"Tell me more!" Paul leaned toward her, forgetful now of all else but this divine and fascinating being.

"Ah!" she breathed, "you are a devotee of Nature, too, I know. You are a great traveller,—the Countess has said it," she continued quaintly. "You have been around the whole world. While as for me, I know Europe only, and of course Russia best of all countries. I have seen much of her—those wonderful rolling steppes, and rugged mountains. The North Sea, too, for I love the sea as my own soul.

"Often do I feel as though the sea were really in my soul itself. And as in the sea there are hidden water-plants, which only come to the surface at the moment they bloom, and sink again as soon as they fade, so at times do wondrous flower-pictures form in the depths of my soul, and rise up, shed perfume around, and gleam and vanish.... Then the ships that sail by! As you walk along the shore, is it not a pretty sight to see them—their great white sails look like stately swans. And still more beautiful is the sight when the setting sun throws great rays of glory round a passing bark."

In silence Paul gazed at her. He hardly breathed, lest some banal word should frighten this wonderful nymph away.

"And then at night,"—she went on dreamily—"what a strange and mysterious sensation the meeting with strange ships at sea produces. You fancy that perhaps your best friends, whom you have not seen for years, are sailing silently by, and that you are losing them forevermore."

Paul was strangely moved. He loved the sea himself, as well as the mountains—his Queen had taught him its call years ago—and he often wandered about the shore, pondering over the strange old legends with which centuries have wreathed it.

"You are wonderful!" he whispered to the lady. "You're like some water-maiden—and I believe your eyes are a bit of the sea itself!"

"Ah! Now you are like all the rest—French and Russians and Germans!
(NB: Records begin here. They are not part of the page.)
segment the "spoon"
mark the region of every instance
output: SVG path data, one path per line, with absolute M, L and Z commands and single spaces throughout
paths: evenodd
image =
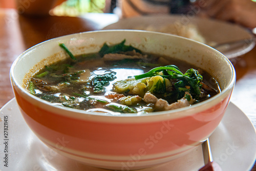
M 221 171 L 220 165 L 212 159 L 209 138 L 207 138 L 206 140 L 202 144 L 202 149 L 205 165 L 199 171 Z

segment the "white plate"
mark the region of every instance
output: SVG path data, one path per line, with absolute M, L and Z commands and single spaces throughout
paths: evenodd
M 62 157 L 43 144 L 30 130 L 15 98 L 0 110 L 1 170 L 107 170 L 83 165 Z M 8 117 L 8 140 L 4 140 L 5 116 Z M 5 123 L 6 125 L 6 123 Z M 7 141 L 6 146 L 4 143 Z M 247 116 L 230 103 L 224 117 L 210 137 L 214 159 L 223 171 L 249 170 L 256 158 L 256 133 Z M 4 148 L 7 148 L 5 153 Z M 8 167 L 3 158 L 8 156 Z M 198 146 L 181 158 L 144 171 L 198 170 L 203 165 Z
M 161 14 L 127 18 L 121 19 L 103 29 L 135 29 L 138 27 L 144 28 L 153 26 L 158 30 L 158 29 L 167 24 L 174 24 L 175 25 L 175 23 L 180 23 L 185 26 L 193 24 L 197 26 L 199 33 L 205 38 L 206 42 L 220 44 L 253 37 L 253 34 L 246 28 L 236 24 L 185 15 Z M 178 24 L 176 25 L 180 26 Z M 255 42 L 245 41 L 244 43 L 237 45 L 231 47 L 222 47 L 217 50 L 228 58 L 231 58 L 250 51 L 254 47 Z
Why spoil my rhapsody with personalities?"

"Forgive me!" Paul looked sufficiently penitent, and Mademoiselle with a playful gesture of absolution spoke again.

"It puts me in a strange and curious mood when I ramble along the shore in the twilight. Behind me are the flat dunes, before me the vast, heaving, immeasurable ocean, and above me the sky like an infinite crystal dome. Then I seem to be a very insect; and yet my soul expands to the size of the world. The high simplicity of Nature which surrounds me, elevates and oppresses me at the same time, more so than any other scene, however sublime. There never was any cathedral dome vast enough for me."